On Monday, Internet Explorer celebrated its 15th anniversary.
It is hard to imagine life without the ever present internet of today, so we at Wright Strategies took the time to reminisce about where we were in 1995 for the beginning of the internet as we know it.
Rebekah: I was in Mrs. King’s 4th grade class, spending my afternoons playing “Oregon Trail” in the computer lab.
David: My family had just received our first computer, a Macintosh, and I was browsing the World Wide Web on my top-of-the-line 14.4k modem.
Kendra: I was a writer for a high tech company. We were just figuring out that we needed to put my writing on this “internet” thing. Luckily our webmaster was lazy, frequently returning from hours away with grass marks on his face, and our boss was too busy to care. So I told the webmaster if he’d teach me UNIX and how to program web pages, I’d do his job and wouldn’t blow his cover.
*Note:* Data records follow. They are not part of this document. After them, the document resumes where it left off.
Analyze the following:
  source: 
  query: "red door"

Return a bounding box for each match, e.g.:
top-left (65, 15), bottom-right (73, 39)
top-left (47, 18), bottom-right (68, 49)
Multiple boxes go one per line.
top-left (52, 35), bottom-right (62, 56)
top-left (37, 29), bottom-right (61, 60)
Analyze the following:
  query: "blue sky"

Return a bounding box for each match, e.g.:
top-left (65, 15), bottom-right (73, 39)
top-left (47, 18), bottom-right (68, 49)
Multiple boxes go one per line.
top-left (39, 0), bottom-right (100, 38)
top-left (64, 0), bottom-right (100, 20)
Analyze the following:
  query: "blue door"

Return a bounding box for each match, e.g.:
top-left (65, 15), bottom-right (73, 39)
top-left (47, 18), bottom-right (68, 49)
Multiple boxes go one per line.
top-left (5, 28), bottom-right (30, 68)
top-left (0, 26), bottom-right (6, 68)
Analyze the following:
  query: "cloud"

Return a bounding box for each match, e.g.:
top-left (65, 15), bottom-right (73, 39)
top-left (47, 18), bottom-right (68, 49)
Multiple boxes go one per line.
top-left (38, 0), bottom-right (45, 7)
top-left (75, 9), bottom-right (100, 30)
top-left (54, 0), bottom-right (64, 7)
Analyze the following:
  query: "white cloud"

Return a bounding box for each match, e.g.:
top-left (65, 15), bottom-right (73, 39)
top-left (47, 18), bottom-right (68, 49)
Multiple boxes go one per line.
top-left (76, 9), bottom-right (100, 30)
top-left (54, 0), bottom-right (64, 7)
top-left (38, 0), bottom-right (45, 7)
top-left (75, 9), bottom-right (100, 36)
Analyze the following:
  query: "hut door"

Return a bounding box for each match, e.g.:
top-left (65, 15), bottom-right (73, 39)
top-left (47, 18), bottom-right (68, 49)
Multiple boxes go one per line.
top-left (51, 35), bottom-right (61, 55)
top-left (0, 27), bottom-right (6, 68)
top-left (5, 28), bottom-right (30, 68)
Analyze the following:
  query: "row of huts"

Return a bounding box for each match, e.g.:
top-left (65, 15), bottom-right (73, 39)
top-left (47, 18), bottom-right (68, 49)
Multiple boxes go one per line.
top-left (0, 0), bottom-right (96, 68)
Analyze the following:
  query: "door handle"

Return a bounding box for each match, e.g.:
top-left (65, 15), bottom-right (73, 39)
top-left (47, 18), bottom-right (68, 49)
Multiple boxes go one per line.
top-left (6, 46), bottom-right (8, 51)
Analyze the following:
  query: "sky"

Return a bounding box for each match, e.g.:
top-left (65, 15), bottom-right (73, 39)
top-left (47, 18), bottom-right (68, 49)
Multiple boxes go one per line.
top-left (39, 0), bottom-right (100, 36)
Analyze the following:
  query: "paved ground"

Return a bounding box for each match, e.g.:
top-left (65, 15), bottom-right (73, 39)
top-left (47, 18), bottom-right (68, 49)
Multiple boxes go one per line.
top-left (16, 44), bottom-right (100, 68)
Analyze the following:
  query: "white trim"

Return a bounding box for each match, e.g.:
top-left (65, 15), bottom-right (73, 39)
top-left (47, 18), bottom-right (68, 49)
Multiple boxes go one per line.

So you could say I owe my career to a mid-day napper and a boss who had more important things to do than focus on the web.
Chris: I was 14 years old and barely knew what the internet was.
Aaron: I was a sophomore in college and had just been tasked with building a website for the Physics department. A little notepad and a lot of stolen gifs resulted in a truly special site that no one was envious of.
Jessica: I was using MS Word to crank out English Lit. papers on Turn of the Screw and Bartleby, The Scrivener, and was learning Pascal in my Comp. Sci. class.
Jeremy: I was convincing myself that as a Fine Arts major I was going to escape the responsibility of having to use/learn Portland State University’s new-fangled Groupwise Email system and, God willing, the Internet all together. Yahoo!? Lycos? Amazon? Certainly not anything I would ever have to worry about again!
Justin: I was skipping my high school classes to work at my high powered, well paying drug store cashier job. I “punched in” through an actual time clock, got to use a calculator to “ring” people up, and was trained by a German woman named Gisela whom was as intimidating as she sounds.
Oh, how things have changed. Haven't we all come a long way?!